“They did not use firearms, but knives and machetes, and they killed three Indians and critically injured another three.”
Egide Karafifi, the head city official in Kirumba, told the AFP news agency that the attackers were wearing civilian clothes, had raphia palm coverings on their heads and were singing Mai-Mai songs.
The Mai-Mai are just one of a number of armed groups fighting each other and the army in the east of the country.
They were integrated in the Congolese army but control their own territory in South Kivu province and have previously attempted to overturn the military command in the area.
“It’s a very sad loss but I can assure you that we will pursue our efforts against the threats posed by the various armed groups, including the group which launched the attack this morning”
No group immediately claimed responsibility for the killings.
Roger Meece, the head of the UN mission in DR Congo, said the deaths were “a very sad loss,” but added that his forces would continue their efforts to beat the threat of armed groups operating in the region.
“I can only reiterate the shock I felt, the sadness for the loss of our soldiers,” Meece said at his weekly news conference in Kinshasa.
“It’s a very sad loss but I can assure you that we will pursue our efforts against the threats posed by the various armed groups, including the group which launched the attack this morning.”
Nearly 4,000 Indian army soldiers are part of the UN Congo peacekeeping mission, which has about 20,000 people from various countries.
An Indian peacekeeper was shot and killed in North Kivu in May this year, and another was killed in a gun battle in the province in 2005.
Ban Ki-moon, the UN secretary general, called for an investigation into the latest killings.
“The secretary-general condemns the assault and calls on the government of the Democratic Republic of the Congo to launch an immediate investigation into this incident and ensure that the perpetrators are swiftly identified and brought to justice,” a UN statement said.
Urged to leave
Repeated attacks have called into question the ability of the UN force to protect civilians. The mission, earlier known by its French acronym Monuc, has lost more than 100 peacekeepers since 1999.
It has been present in DR Congo since late 1999 and its mandate runs until June 30 next year.

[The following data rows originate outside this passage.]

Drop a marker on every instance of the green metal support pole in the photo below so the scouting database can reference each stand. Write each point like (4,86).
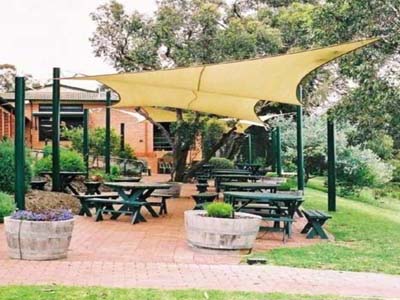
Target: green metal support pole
(122,135)
(278,151)
(250,149)
(273,149)
(300,144)
(56,181)
(331,166)
(20,142)
(107,154)
(86,139)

DR Congo’s president has said that he wants all the peacekeepers out before September 2011 and the UN started a nominal withdrawal last month.

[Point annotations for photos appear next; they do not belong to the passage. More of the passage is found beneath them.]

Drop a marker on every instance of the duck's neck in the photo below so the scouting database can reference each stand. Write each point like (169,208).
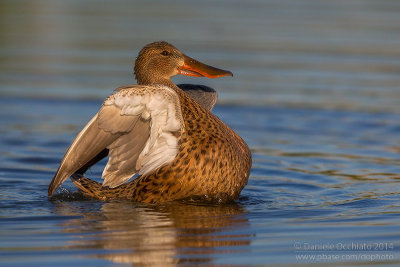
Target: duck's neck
(149,81)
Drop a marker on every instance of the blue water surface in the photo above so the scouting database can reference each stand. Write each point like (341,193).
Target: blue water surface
(315,95)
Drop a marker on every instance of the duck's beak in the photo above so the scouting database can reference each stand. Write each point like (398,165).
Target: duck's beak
(192,67)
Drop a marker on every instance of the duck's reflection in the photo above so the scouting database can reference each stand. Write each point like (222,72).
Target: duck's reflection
(125,232)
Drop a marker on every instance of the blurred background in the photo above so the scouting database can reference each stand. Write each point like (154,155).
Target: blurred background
(333,54)
(315,94)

However, John Holmes, the UN humanitarin chief, and non-governmental groups have warned that violence may spiral out of control if the peacekeepers all leave.

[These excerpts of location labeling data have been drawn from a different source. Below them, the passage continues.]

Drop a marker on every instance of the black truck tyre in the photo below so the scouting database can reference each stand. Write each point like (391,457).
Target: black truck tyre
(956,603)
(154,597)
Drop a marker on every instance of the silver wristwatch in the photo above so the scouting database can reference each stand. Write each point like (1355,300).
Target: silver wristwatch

Rebels ousted longtime dictator Mobutu Sese Seko in 1997, then turned on each other in back-to-back civil wars that became an international scramble for the country’s minerals and drew in soldiers from more than a half-dozen African nations.
The $1.35 billion-a-year UN mission helped hold DR Congo’s first democratic elections in 40 years in 2006, although results were disputed and critics said the process favored the incumbent, Joseph Kabila.